可愛らしいその笑みに皆胸をときめかせるが、現状を思い出してハッとする。ぎろりと睨まれたジョナは眉を下げた。
「…おいジョナ。お前またあいつらとなんかやってるのか?」
「ダン。…だって…新しく発行したい本があるんだもの。それにっ、次の印税が入ったらみんなでアパートの部屋を借りてそこを活動場所にするのよ!」
「いいよなァ。楽しそうで。私のとこはディオ様の信者が煩くてちっとも楽しくねえぜ」
「ならダンもオカルト部に来れば?ディオのとこなんて辞めて」
「………正直行きたいが…あの人が嫉妬で怒り狂って私を殺しかねん。辞めとくぜ」
「えー嫉妬?」
「ああ…お前とずっと居られるのは魅力的だがな…」
嬉しそうなジョナにダンが目を細める。
…この可愛らしい少女にベタ惚れのディオにオカルト部へ移動したことがバレたら確実に殺されるだろう。はあ、と大きくため息を吐いてダンは頬杖をついた。
「…それにジョナのセコム共も私を殺しに来るだろうな」
「セコム?」
「『暗殺チーム』の奴らだよ。ジョナのオカルト部のやつら」
「リゾットたちのこと?」
「ああ。

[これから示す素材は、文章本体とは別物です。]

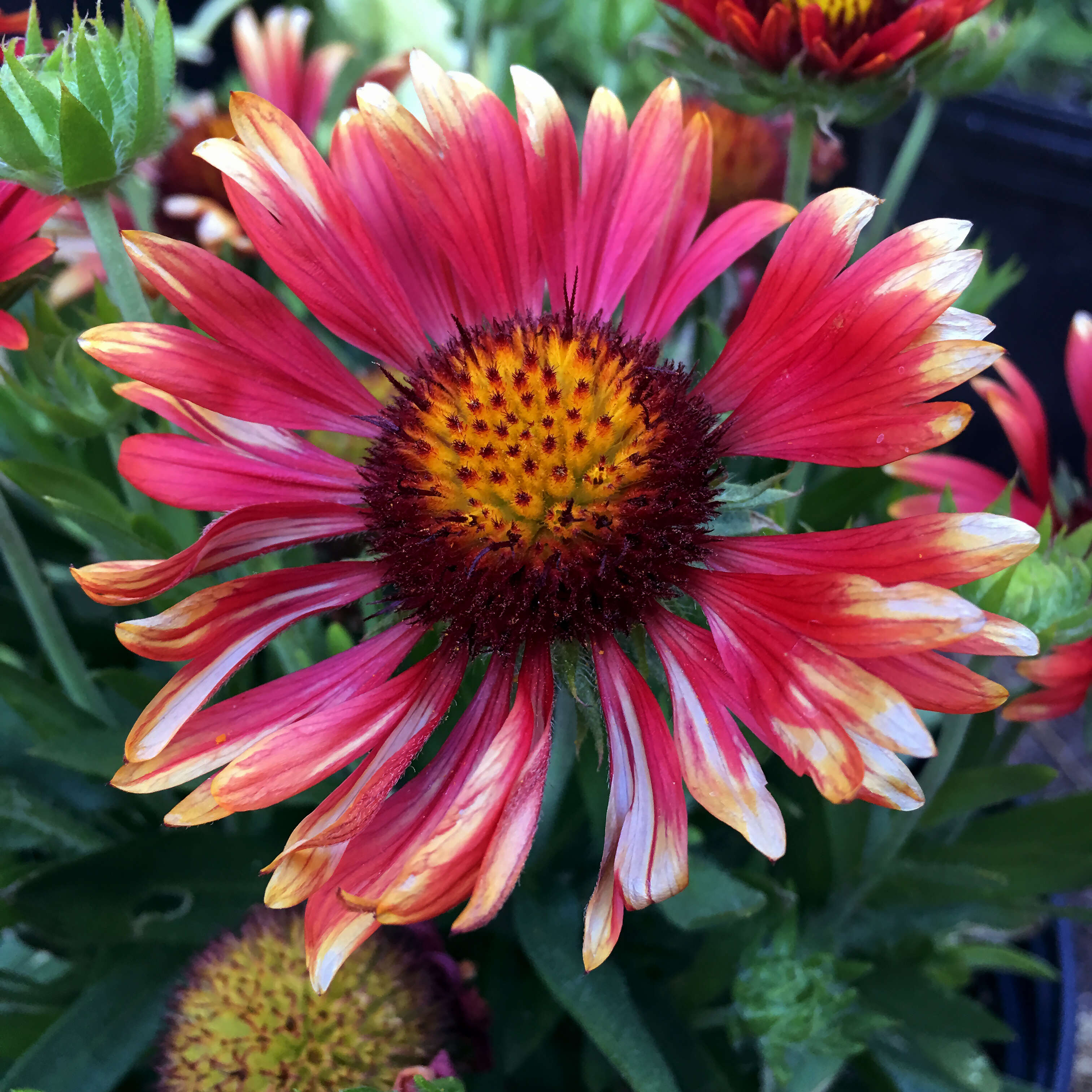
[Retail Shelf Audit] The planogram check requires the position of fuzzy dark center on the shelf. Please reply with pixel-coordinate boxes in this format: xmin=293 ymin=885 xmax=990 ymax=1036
xmin=364 ymin=313 xmax=715 ymax=650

あいつらお前に近付く男を陰で締めてるから暗殺チームって呼ばれてんだぜ。ディオ様と同じくらいえぐい…」
「そんなにモテないよ、私」
「そりゃあいつらが締めてるからな…お前にたどり着けないだけだ」
「ええ〜?」
なんとも信じがたい話にジョナがくすくすと笑う。笑ってられるのはお前だけだ、とダンが呟きながら財布を取り出した。飲み物でも買ってこよう。
「あ、自販機?私も行く!」
「…奢らないぞ?」
「えー奢って、ダン様ぁ」
「また金欠か?何に使ってるんだお前」
「えへへ、オカルト部の足りない資金に…」
「…仕方ねーな。ほら、行くぞ。カフェオレだろ?」
「!!今度カフェ来てね…ケーキサービスしますっ」
「ああたっぷりサービスしろよジョナ」
「やぁだ、そーいうサービスじゃないってば!そのいやらしい顔やめてくださる〜?」
二人でたわいも無い話をしながら歩いていると、前から暗殺チームの連中が歩いてきた。
手には大量の段ボールを抱えている。
ぎょっとしてダンが立ち止まった。…やばい、消される。
「おいジョナ…やばいぞ。私は死ぬかもしれない」
「え?どうしたの?ダン、具合悪いの…!?」
「ちがっ、こらこら近付くな可愛いが今は愛でられない状況なんだ…!」
「なァにが愛でられないだってェ〜!?あァ!?」
「ぎ、ギアッチョ!!違う、私はただ飲み物を奢ってやろうとしていただけだ!」
「あぁ?そんなのジョナは頼んじゃ居ないだろーがよッ!おいジョナ飲み物ならこれやるから買って来いッ!俺はお茶!」
「わわ、わーいありがとうギアッチョくん!」
「ギアッチョって呼べって言ってんだろうがあああ!」
ジョナはギアッチョから投げられた財布をキャッチして悪戯気に笑った。そしてダンのほうを見て、行こうと口パクをする。ダンは戸惑いながら頷いた。
「今行くから先にみんなは行ってて!」
「ああ。早くしろよ、ジョナ」
「フン、男連れてくんじゃあねーぞ?俺らが始末するからな?」
「ジョナ、その横の男誰だよッ!?まさか彼氏とかじゃあねーだろうな!?」
「ジョナ…今日も可愛いぜ…後で俺のモノを可愛がってくれな、ごはァ!」
「テメー気持ちわりーんだよ死ねッ!」
上からリゾット、プロシュート、イルーゾォ、メローネ、ギアッチョだ。ジョナは彼らにはーいと間延びした返事を投げて、ダンの腕に抱きつくように触れた。それに五人が殺気だった目を向ける。
「ダンは講義で仲良くなった親友よ!ね、ダンっ」
「…ああ…もうそれでいい…これ以上寿命が縮むのは勘弁だ…」
「…じゃんっ!リゾット見てみて!このアパートなんてどうかしら?広いし綺麗だし…それに曰く付きなのよ!」
「どっこがいいんだ馬鹿かお前!」
「むぅ、なによイルーゾォ。怖いの〜?」
「ちげーよッ!なんでオカルト部の研究を幽霊と一緒にやらねーといけねーんだ。…それに怖がってんのはお前だろ?前映画行った時、涙目で俺に抱きついて来たじゃねーか」
「ちょっ、それは言わない約束でしょ!?イルーゾォのばかっ」
「あー悪いな。馬鹿だからすぐに忘れた」
「〜っイルーゾォってほんと意地悪よね!」
ふん、とそっぽを向くジョナの美しい髪をくるくるといじりながら、イルーゾォはにやにやとした笑みを浮かべた。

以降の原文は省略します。